J'avais décidé de faire ce voyage pendant les semaines enfermée chez moi.L'épidémie avait atteint les USA et chaque entreprise avait pris ses dispositions. Pour ma part, je travaillais dans un laboratoire de biologie, mon chef m'avait appelée en me disant que les expériences que je menais n'étaient pas prioritaires alors pour le moment il valait mieux que je reste chez moi à lire des publications et écrire des papiers, mais le temps restait long.J'étais souvent pensive, je regardais la photographie accrochée au-dessus de mon lit, prise près des falaises du Moher, des papillons volant dans le ciel. C'était presque la seule décoration qui ornait chez moi. Quand je l'avais mis ma mère m'avait dit « pourquoi tu t'infliges ça ? ». Je voyais ce tableau comme un travail de mémoire : C'était des événements que je devais me rappeler pour avancer. Mes parents voyaient plutôt ça comme une punition que je m'infligeais. Je les appelais de temps en temps pour leur demander des nouvelles et savoir comment se passer le confinement à Londres. Ça faisait longtemps que je ne les avais pas vus, mon travail prenait beaucoup de places dans ma vie et je téléphonais rarement à mes parents même si je les aimais. La période étant plus calme j'en avais profité et je m'étais rendu compte à quel point ils me manquaient. Puis un jour à 20 heures, pendant que les gens aux fenêtres applaudissaient le personnel médical, j'avais vu passer des papillons près de mon immeuble. Ils étaient de toutes les couleurs au milieu d'eux je vis un tout vert qui dépareillé avec les autres. J'étais convaincue que c'était un signe qu'il était temps que je retourne à Doolin.

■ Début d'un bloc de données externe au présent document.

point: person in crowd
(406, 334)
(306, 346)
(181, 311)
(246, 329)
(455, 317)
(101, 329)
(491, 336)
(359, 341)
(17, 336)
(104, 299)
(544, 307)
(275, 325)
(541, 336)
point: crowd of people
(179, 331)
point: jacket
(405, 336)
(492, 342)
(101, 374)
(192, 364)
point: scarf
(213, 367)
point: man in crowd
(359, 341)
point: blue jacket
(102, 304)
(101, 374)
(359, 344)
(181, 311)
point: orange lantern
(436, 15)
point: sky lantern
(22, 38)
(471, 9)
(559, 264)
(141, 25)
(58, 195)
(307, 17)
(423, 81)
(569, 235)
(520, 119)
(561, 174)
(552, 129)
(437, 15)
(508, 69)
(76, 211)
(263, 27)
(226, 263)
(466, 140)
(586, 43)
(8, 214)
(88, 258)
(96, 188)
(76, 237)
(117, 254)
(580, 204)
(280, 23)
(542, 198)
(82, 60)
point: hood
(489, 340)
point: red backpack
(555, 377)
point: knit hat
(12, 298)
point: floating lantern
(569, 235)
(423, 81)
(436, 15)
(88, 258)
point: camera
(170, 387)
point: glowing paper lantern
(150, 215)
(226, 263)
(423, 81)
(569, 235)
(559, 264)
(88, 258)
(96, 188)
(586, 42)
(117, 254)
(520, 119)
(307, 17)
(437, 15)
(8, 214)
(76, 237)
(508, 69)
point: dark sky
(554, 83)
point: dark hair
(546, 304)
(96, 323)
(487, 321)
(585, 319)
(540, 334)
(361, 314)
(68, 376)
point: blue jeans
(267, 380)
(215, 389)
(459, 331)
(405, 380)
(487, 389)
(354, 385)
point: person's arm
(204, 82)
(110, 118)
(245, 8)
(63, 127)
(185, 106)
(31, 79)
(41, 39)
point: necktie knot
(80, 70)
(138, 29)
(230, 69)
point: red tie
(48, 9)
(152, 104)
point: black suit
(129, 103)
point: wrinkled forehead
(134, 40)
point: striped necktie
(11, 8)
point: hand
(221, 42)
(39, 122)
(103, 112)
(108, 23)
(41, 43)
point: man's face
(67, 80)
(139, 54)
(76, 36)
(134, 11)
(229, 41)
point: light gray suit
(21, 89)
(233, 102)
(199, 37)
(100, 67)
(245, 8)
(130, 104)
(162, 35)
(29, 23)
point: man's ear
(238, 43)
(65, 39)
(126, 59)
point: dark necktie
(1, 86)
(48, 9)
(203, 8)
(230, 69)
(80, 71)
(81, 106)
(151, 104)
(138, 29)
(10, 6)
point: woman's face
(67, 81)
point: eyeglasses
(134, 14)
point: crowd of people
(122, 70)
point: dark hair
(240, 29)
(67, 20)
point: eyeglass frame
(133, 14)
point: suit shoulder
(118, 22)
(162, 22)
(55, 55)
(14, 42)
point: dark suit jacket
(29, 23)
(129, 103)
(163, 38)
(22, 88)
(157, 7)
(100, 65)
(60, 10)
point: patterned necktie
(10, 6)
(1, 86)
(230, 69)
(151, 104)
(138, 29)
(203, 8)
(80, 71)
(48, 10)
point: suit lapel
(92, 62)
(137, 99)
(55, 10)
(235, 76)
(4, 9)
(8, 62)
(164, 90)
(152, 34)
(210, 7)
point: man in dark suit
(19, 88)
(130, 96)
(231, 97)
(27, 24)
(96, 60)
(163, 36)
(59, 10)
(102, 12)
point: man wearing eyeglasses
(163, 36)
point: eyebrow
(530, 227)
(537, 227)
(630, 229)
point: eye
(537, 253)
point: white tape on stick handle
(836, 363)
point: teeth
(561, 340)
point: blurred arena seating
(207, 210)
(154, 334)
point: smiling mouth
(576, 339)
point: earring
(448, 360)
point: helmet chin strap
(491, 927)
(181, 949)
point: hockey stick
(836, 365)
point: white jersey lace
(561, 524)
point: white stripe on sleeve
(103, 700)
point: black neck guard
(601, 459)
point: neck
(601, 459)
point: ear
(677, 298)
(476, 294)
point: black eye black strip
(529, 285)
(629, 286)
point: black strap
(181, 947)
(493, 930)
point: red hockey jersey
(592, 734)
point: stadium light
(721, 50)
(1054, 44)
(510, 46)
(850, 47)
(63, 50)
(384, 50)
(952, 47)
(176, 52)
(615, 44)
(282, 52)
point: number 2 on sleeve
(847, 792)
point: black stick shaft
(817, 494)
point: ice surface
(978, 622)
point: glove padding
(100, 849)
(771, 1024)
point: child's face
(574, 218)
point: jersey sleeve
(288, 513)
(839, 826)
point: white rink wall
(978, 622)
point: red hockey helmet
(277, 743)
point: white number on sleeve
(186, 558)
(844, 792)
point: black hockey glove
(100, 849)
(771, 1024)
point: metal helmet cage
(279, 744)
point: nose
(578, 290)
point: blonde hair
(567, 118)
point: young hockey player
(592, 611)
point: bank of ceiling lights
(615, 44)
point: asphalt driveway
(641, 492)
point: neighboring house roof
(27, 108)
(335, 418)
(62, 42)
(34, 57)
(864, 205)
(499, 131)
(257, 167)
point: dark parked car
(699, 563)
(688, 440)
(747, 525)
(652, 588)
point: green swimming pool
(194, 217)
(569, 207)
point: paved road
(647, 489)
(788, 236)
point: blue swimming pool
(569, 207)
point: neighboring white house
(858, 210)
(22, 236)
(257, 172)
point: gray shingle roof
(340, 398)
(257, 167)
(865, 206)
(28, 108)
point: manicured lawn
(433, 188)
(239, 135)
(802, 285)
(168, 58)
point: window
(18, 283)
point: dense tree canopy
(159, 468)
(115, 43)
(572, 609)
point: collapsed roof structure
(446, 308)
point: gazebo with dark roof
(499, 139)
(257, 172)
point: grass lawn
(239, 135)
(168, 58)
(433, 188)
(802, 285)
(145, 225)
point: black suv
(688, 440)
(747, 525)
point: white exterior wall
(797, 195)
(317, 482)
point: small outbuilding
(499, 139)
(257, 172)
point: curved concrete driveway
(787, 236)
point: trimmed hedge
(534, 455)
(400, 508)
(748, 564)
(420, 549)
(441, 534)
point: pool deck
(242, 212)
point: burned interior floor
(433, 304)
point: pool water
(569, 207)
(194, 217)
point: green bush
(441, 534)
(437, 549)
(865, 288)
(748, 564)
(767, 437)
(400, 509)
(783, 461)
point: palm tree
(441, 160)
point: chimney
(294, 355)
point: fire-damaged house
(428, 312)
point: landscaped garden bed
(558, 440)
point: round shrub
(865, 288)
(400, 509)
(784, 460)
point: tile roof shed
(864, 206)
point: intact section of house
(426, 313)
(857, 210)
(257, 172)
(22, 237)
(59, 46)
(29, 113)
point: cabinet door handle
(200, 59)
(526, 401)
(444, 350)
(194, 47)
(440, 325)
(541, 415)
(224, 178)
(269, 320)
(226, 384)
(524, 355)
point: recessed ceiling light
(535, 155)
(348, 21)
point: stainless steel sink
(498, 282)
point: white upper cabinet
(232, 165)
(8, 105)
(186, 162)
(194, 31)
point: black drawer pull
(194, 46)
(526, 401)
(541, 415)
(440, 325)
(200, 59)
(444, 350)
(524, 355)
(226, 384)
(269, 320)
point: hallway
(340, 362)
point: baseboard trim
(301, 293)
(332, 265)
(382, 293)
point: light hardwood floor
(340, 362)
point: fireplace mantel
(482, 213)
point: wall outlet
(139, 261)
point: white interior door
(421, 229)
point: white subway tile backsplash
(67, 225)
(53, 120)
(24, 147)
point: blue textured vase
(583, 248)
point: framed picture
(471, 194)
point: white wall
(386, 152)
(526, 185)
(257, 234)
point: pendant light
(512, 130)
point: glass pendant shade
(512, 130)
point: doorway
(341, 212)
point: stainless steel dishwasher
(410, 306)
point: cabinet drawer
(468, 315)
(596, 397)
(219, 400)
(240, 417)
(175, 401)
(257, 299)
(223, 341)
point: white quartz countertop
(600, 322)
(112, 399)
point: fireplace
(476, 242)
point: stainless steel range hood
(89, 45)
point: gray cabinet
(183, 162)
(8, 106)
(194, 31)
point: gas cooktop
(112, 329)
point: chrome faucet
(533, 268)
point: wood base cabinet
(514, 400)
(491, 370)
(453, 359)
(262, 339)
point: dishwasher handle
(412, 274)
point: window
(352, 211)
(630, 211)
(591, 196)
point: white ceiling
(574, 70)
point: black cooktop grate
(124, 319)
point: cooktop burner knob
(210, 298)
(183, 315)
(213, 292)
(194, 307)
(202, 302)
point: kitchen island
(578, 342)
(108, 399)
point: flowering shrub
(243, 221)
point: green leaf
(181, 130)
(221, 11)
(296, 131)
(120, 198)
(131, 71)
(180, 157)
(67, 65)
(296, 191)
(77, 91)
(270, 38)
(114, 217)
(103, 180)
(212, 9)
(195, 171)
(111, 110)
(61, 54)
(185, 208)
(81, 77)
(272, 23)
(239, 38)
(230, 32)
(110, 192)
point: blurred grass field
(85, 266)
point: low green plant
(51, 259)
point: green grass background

La vie avait repris peu à peu son cours et j'étais retournée au travail. Avec toutes les mesures qui étaient imposées, nous ne pouvions pas utiliser toutes les machines et nous ne pouvions pas être dans la même salle à plusieurs alors il fallait s'organiser et tout prenait plus de temps. Mon patron voulait que je finisse les papiers et les manips en cours avec le confinement alors je n'avais pas pu retourner à Doolin de suite. Au final je m'étais dit que c'était pour le mieux car je pouvais choisir une date qui marquerait plus : le 20 avril. C'était le jour où nous avions quittés la petite ville côtière d'Irlande pour ne jamais y retourner. Si la période de confinement était passée lentement, les mois suivants avaient défilé à une vitesse folle et le mois d'avril arriva vite. J'avais prévu de passer voir mes parents avant alors j'étais arrivée le 10 avril à Londres.

C'était la ville de mon enfance. Ma mère était née à Londres et avant de rencontrer mon père elle n'en était jamais partie. Mon père était né en France, mais il se disait lui-même « citoyen du monde » (en français dans le texte). Jeune il avait beaucoup voyagé avec ses amis et puis il était devenu militaire et avait continué à aller aux quatre coins du monde. Il avait fini par se poser à Londres, surtout parce qu'il avait rencontré ma mère.Un jour il nous avait annoncé que l'on allait devoir vivre quelques mois en Irlande à Doolin car il avait une mission. Nous n'avons jamais su vraiment ce que faisait mon père, il travaillait sûrement pour les renseignements, sauf qu'il ne nous l'avait jamais dit. Au début ma mère, dans l'énervement lui avait dit de partir tout seul, mais il lui répondit qu'il ne pouvait pas, un homme qui vient vivre loin de sa famille quelques mois ça pouvait avoir l'air louche. Louche pourquoi ? Il ne donna jamais la réponse à ma mère. Après des jours à s'engueuler ma mère accepta et pris un congé dans l'université où elle travaillait en tant que professeur d'anglais. On partit fin août pendant huit mois dans cette ville que personne ne connaissait. C'était il y a13 ans et je n'étais plus qu'à quelques kilomètres d'y retourner.